We then changed the macro that checks for various interrupts during the regular expression match, including for timeouts and thread interrupts. Previously, it just called rb_reg_check_timeout periodically which raises when the timeout is reached. Now, it checks whether it has timed out, and if it has, it jumps to a label called timeout.

 #ifdef RUBY

 # define CHECK_INTERRUPT_IN_MATCH_AT do { \
   msa->counter++; \
   if (msa->counter >= 128) { \
     msa->counter = 0; \
-    rb_reg_check_timeout(reg, &msa->end_time);  \
+    if (rb_reg_timeout_p(reg, &msa->end_time)) { \
+      goto timeout; \
+    } \
     rb_thread_check_ints(); \
   } \
 } while(0)

We then added a label called timeout that is executed when the match times out. This label frees memory before calling HANDLE_REG_TIMEOUT_IN_MATCH_AT, which raises the Regexp::TimeoutError.
```
   STACK_SAVE;
   xfree(xmalloc_base);
   return ONIGERR_UNEXPECTED_BYTECODE;
+
+ timeout:
+  xfree(xmalloc_base);
+  xfree(stk_base);
+  HANDLE_REG_TIMEOUT_IN_MATCH_AT;
 }
```

How you can use `RUBY_FREE_AT_EXIT`

As we’ve seen, this feature has been effective at finding memory leaks within Ruby. But how can you, as a Ruby user, utilize this feature?

There are two use cases of RUBY_FREE_AT_EXIT by the community:

Finding native level memory leaks in native gems.
Finding native level memory leaks in Ruby apps.

Finding native level memory leaks in native gems

It’s no secret that manual memory management is difficult, which is why RUBY_FREE_AT_EXIT has found so many memory leaks in Ruby and why ruby_memcheck has found so many memory leaks in native gems, including popular and commonly used native gems such as nokogiri, liquid-c, protobuf, and gRPC. Memory management is especially tricky for cases when exceptions are raised, since it can jump out of native stack frames, which can unexpectedly interrupt code execution and skip code.

If you’re a maintainer for a native gem, please try to use your test suite with RUBY_FREE_AT_EXIT and a memory leak checker (Valgrind, macOS leaks, or ASAN) to find memory leaks.
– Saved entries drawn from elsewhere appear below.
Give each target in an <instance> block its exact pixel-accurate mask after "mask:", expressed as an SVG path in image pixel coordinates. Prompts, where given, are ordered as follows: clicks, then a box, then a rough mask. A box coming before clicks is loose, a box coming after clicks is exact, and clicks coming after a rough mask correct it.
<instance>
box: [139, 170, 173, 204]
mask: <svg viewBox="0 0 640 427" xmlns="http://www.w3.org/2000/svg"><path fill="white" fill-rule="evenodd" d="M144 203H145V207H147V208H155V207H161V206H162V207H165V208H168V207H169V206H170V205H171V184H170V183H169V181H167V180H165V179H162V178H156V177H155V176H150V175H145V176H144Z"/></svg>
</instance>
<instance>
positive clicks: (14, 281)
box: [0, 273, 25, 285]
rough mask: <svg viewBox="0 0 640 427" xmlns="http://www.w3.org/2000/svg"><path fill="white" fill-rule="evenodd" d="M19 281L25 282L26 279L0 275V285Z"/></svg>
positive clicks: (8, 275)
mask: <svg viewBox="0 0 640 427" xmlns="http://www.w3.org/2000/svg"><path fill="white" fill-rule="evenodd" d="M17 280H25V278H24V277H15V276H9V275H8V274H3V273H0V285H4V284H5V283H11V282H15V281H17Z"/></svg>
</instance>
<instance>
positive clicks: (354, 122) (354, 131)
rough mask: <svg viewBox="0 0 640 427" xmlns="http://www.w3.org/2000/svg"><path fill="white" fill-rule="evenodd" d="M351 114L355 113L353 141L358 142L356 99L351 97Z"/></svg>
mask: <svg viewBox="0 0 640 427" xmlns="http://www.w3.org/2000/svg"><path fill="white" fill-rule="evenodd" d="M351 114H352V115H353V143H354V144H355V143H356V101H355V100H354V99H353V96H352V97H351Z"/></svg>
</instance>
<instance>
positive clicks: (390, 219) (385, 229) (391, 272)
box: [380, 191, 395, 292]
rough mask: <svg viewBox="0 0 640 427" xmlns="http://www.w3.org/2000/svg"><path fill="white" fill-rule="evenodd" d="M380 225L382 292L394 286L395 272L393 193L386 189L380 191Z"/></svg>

The ruby_memcheck gem now adapts to Ruby versions that support RUBY_FREE_AT_EXIT and disables heuristics (but still continues to use heuristics instead of RUBY_FREE_AT_EXIT for old Ruby versions). ruby_memcheck offers an easy way to use Valgrind memcheck using your existing minitest or RSpec test suite.

Finding native level memory leaks in Ruby apps

If you suspect that there are native level memory leaks affecting your Ruby app (which can come from native gems or Ruby itself), you can use RUBY_FREE_AT_EXIT and a memory leaks tool to help you find it. It’s important to note that this will not help you find Ruby level memory leaks, so if your memory bloat comes from creating too many Ruby objects and holding onto them, then this will not help you find it.

Request for the Ruby community

Just as how I concluded my ruby_memcheck blog post, I’ll do the same here: if you are a maintainer of a Ruby gem with native extensions, please test with ruby_memcheck to make sure that your gem does not have memory leaks. Together, let’s make Ruby a more efficient and stable platform for everyone!